In April, a New York-based company called Runway AI unveiled technology that allows people to create videos, like a cow at a birthday party or a dog chatting on a smartphone, simply by typing a sentence into a box on a computer screen.
The four-second videos were blurry, choppy, distorted and annoying. But it was a clear sign that AI technologies would create increasingly compelling videos in the coming months and years.
Just 10 months later, San Francisco start-up OpenAI unveiled a similar system that creates videos that look like they’ve come straight out of a Hollywood movie. One demonstration included short videos — created in minutes — of woolly mammoths walking through a snowy meadow, a monster staring at a melting candle, and a Tokyo street scene that appears to have been captured by a camera running around the city .
OpenAI, the company behind chatbot ChatGPT and still image generator DALL-E, is among the many companies struggling to improve this kind of instant video creation, including startups like Runway and tech giants like Google and Meta, the owner of Facebook and Instagram. The technology could speed up the work of experienced cinematographers while completely replacing less experienced digital artists.
It could also become a quick and cheap way to create online misinformation, making it even harder to tell what’s real online.
“I’m absolutely horrified that this would affect a closely contested election,” said Oren Etzioni, a University of Washington professor who specializes in artificial intelligence. He is also the founder of True Media, a non-profit organization that works to identify online misinformation in political campaigns.
OpenAI calls its new system Sora, after the Japanese word for sky. The team behind the technology, including researchers Tim Brooks and Bill Peebles, chose the name because it “evokes the idea of limitless creative potential.”
In an interview, they also said the company had not yet released Sora to the public because it was still working to understand the risks of the system.

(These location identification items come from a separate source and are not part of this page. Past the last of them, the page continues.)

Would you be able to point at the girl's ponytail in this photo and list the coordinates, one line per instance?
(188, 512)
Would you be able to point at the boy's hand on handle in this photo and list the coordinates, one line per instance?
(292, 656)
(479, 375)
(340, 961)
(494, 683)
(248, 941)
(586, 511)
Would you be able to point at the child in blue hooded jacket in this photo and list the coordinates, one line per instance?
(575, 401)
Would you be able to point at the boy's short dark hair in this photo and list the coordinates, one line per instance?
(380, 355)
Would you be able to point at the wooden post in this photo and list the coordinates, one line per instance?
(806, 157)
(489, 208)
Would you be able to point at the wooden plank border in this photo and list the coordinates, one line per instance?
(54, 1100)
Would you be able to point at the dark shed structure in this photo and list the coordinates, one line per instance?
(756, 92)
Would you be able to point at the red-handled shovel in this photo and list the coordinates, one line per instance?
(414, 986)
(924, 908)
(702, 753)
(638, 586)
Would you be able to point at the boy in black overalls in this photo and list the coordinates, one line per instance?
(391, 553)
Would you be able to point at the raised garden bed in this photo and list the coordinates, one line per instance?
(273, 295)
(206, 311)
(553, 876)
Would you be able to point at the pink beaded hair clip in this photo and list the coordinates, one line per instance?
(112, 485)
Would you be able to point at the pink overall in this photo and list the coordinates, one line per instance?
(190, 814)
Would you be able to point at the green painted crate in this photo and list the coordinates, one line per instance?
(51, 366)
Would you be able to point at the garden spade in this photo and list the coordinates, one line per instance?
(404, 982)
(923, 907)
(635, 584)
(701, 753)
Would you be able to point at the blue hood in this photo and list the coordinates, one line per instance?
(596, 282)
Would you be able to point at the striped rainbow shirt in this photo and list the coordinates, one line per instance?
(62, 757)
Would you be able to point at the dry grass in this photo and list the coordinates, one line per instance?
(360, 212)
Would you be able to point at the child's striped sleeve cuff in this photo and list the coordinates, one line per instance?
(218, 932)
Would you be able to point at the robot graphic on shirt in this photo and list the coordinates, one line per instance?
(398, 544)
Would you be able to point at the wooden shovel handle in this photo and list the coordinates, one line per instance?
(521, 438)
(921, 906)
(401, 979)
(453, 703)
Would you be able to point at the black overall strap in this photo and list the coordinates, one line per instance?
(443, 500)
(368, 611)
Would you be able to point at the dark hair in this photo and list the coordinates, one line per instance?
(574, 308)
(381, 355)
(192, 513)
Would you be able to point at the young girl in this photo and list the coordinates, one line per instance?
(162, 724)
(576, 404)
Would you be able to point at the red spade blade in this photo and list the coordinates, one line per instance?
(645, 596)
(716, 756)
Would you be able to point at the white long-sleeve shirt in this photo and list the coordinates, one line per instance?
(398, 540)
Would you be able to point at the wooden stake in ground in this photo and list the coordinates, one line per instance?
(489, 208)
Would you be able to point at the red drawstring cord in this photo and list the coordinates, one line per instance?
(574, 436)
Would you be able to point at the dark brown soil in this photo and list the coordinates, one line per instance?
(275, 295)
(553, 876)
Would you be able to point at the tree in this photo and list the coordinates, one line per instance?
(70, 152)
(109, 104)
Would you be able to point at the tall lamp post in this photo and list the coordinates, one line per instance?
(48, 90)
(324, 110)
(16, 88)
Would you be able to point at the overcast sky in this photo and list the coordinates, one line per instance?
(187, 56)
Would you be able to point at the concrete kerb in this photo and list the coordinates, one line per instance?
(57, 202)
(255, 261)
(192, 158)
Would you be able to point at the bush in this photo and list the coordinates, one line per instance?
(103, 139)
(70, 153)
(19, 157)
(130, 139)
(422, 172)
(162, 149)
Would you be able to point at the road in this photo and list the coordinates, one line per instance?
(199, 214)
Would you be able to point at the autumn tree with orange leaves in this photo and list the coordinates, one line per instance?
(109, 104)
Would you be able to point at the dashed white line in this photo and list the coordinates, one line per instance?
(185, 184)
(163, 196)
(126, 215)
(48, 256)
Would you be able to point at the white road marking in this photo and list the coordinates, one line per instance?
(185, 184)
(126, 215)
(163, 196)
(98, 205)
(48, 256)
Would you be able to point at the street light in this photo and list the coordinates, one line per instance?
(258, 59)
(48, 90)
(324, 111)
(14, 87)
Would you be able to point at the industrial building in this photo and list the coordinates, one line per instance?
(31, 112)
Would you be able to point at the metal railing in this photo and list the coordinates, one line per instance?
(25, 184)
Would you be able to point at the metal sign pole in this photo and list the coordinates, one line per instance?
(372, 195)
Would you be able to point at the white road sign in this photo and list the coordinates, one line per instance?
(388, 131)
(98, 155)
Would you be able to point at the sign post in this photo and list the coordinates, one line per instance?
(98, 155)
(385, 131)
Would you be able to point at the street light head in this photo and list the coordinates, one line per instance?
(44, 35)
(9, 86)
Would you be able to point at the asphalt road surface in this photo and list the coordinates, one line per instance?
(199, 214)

Instead, OpenAI shares the technology with a small group of academics and other outside researchers who will “red team,” a term for looking for ways of abuse.
“The intent here is to give a preview of what’s on the horizon so people can see the potential of this technology — and we can get feedback,” said Dr. Brooks.
OpenAI already tags system-generated videos with watermarks that identify them as AI-generated, but the company acknowledges that these can be removed. They can also be difficult to detect. (The New York Times added “Generated by AI” watermarks to videos with this story.)
The system is an example of artificial intelligence being created, which can instantly generate text, images and sounds. Like other artificial intelligence generation technologies, OpenAI’s system learns by analyzing digital data — in this case, videos and captions that describe what those videos contain.
OpenAI declined to say how many videos the system learned or where they came from, except that the training included both publicly available videos and videos licensed by copyright holders. The company says little about the data used to train its technologies, likely because it wants to maintain an edge over competitors — and has been sued multiple times for using copyrighted material.
(The New York Times sued OpenAI and its partner Microsoft in December, alleging copyright infringement in news content related to AI systems.)
Sora creates videos in response to brief descriptions such as “a beautifully rendered papercraft world of a coral reef, filled with colorful fish and sea creatures.” While videos can be impressive, they are not always perfect and can include strange and absurd images. The system, for example, recently produced a video of someone eating a cookie — but the cookie never got any smaller.
DALL-E, Midjourney and other still image producing devices have improved so rapidly in recent years that they now produce images that are almost indistinguishable from photographs. This has made it harder to spot misinformation online, and many digital artists complain that it has made it harder for them to find work.
“We all laughed in 2022 when Midjourney first came out and said, ‘Oh, that’s cute,'” said Reid Southen, a film artist in Michigan. “Now people are losing their jobs at Midjourney.”